The proposed bias rule says: “For the purpose of attacking the credibility of a witness, evidence of bias, prejudice, or interest of the witness for or against any party to the case is admissible.” In a supporting memo, the Judicial Council said codification reiterates that bias, prejudice, or interest of witness are relevant facts to be considered.
The court sent it back to the Judicial Council, asking whether it should use the term “character for truthfulness” instead of the term “credibility.”
Evidence of Character and Conduct of Witness
The Judicial Council requested an amendment to Wis. Stat. section 906.08(2), relating to “specific instances of conduct.” The current rule states:
Specific instances of the conduct of a witness, for the purpose of attacking or supporting the witness's credibility, other than a conviction of a crime or an adjudication of delinquency as provided in s.906.09, may not be proved by extrinsic evidence. They may, however, subject to s.972.11 (2), if probative of truthfulness or untruthfulness and not remote in time, be inquired into on cross-examination of the witness or on cross-examination of a witness who testifies to his or her character for truthfulness or untruthfulness.
The Judicial Council recommended changing the term “credibility” to “character for truthfulness” in line with the rule’s counterpart in the Federal Rules of Evidence.
“Limiting the application of the rule to proof of a witness' character for truthfulness leaves the admissibility of extrinsic evidence offered for other grounds of impeachment (such as contradiction, prior inconsistent statement, bias, and mental capacity) to other rules of more specific applicability,” the Judicial Council wrote in a supporting memo.

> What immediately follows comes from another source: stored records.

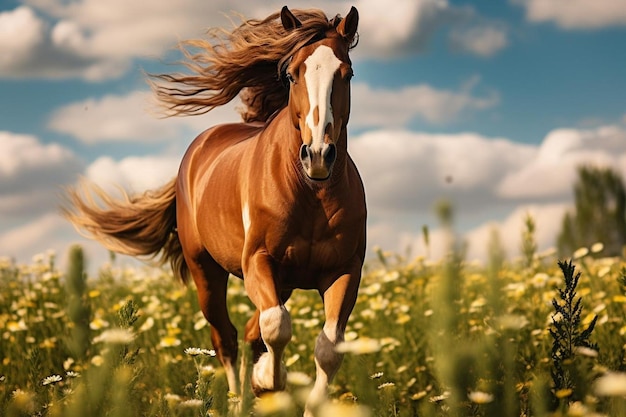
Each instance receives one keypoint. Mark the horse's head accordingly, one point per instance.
(319, 74)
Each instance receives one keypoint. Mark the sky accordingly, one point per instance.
(490, 105)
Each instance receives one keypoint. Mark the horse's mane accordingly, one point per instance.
(246, 60)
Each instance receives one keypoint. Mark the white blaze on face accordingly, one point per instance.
(321, 67)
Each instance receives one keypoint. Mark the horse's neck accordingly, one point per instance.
(283, 141)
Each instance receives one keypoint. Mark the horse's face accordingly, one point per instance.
(319, 97)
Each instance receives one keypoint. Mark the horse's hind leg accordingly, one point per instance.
(253, 330)
(212, 282)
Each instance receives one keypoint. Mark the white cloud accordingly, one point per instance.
(20, 32)
(576, 14)
(412, 171)
(490, 183)
(479, 40)
(96, 41)
(134, 173)
(410, 242)
(381, 107)
(31, 174)
(132, 117)
(552, 171)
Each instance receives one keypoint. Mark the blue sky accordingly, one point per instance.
(505, 98)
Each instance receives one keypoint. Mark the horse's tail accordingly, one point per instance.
(142, 225)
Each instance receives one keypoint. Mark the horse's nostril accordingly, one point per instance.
(305, 152)
(330, 153)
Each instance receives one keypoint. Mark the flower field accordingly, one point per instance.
(446, 338)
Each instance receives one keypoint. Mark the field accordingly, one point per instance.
(445, 338)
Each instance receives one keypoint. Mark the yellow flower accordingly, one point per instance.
(563, 393)
(359, 346)
(274, 402)
(298, 378)
(480, 397)
(612, 384)
(580, 252)
(98, 323)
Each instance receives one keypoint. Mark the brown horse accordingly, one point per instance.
(276, 200)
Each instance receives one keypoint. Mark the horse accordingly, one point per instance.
(274, 200)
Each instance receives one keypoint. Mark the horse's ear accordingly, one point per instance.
(289, 21)
(347, 27)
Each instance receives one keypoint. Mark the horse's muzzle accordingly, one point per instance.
(318, 164)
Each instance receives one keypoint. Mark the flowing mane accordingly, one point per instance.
(246, 60)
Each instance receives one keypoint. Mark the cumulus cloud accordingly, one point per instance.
(133, 173)
(550, 173)
(132, 117)
(20, 32)
(31, 174)
(374, 107)
(547, 218)
(576, 14)
(479, 40)
(406, 174)
(411, 171)
(94, 41)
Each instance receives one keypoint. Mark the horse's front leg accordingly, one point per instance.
(269, 372)
(339, 299)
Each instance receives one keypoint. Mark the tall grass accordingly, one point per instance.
(427, 338)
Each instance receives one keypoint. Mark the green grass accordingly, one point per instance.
(448, 338)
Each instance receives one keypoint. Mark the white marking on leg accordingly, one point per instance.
(231, 376)
(321, 67)
(269, 372)
(245, 218)
(327, 362)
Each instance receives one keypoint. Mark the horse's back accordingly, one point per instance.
(207, 190)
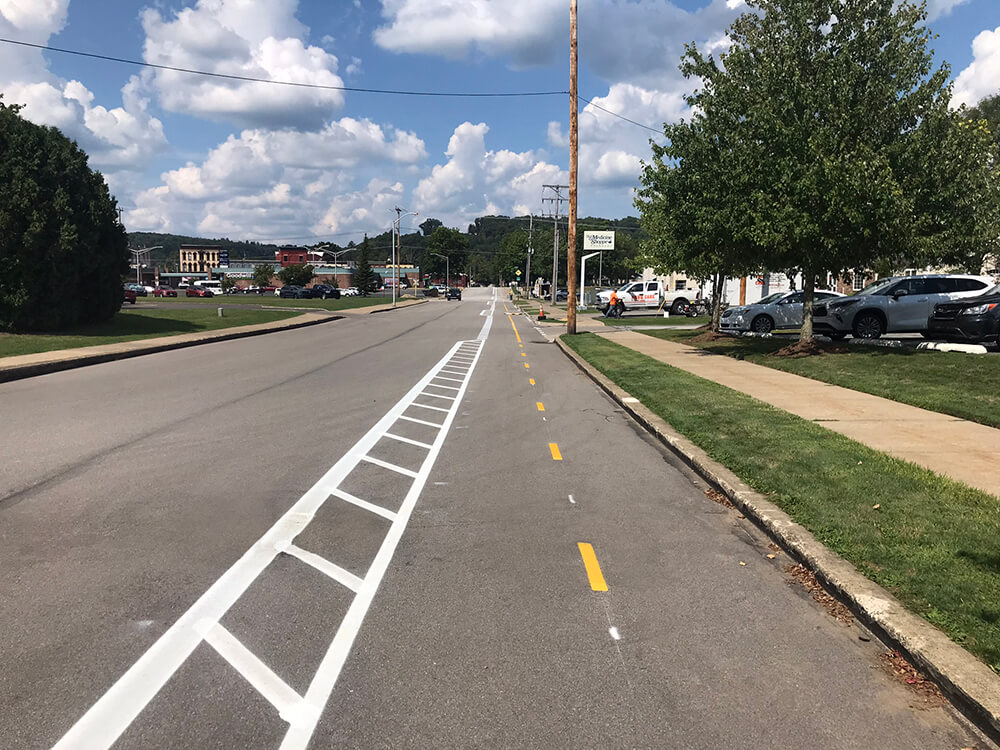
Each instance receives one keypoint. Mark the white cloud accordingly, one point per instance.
(117, 139)
(263, 182)
(248, 38)
(982, 77)
(640, 41)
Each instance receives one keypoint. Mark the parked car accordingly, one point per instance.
(972, 320)
(326, 291)
(780, 310)
(894, 305)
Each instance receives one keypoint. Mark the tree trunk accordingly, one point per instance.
(808, 286)
(717, 283)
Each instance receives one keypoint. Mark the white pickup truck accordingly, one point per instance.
(649, 295)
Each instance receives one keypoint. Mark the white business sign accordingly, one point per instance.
(598, 240)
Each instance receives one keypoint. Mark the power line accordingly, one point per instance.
(620, 117)
(253, 79)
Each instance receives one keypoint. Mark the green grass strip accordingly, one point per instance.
(933, 542)
(963, 385)
(132, 325)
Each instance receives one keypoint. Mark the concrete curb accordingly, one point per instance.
(148, 346)
(968, 683)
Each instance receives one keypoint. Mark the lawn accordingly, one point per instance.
(130, 325)
(963, 385)
(269, 300)
(933, 542)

The court signaled its acceptance of the proposed change but sent it back to the Judicial Council for more clarification on why it made the intentional decision to retain the term “credibility” in other closely related statutes.
The court had a similar concern with proposed changes to section 906.09, which relates the impeachment by evidence of conviction of crime or adjudication of delinquency. The Judicial Council says the current rule is inconsistent with Wisconsin case law interpreting the rule, which differs substantially from its federal counterpart.
Rule of Completeness
The Judicial Council proposed an amendment Wis. Stat. section 901.07, known as the “rule of completeness,” which says that “when a writing or recorded statement or part thereof is introduced by a party, an adverse party may require the party at the time to introduce any other part or any other writing or recorded statement which ought in fairness to be considered contemporaneously with it.”
Southwick explained that the current rule focuses on “writing,” which has caused confusion regarding whether the rule applies to oral statements. The amended rule would remove the word “writing” and input “recorded or unrecorded” statements, and a comment would note the rule is consistent with case law allowing oral testimony.
But the justices sent the petition back to the Judicial Council, concluding the intent of the rule is not clear enough and may cause even more confusion on what is meant by “recorded and unrecorded statements.” The court asked the council to rework it.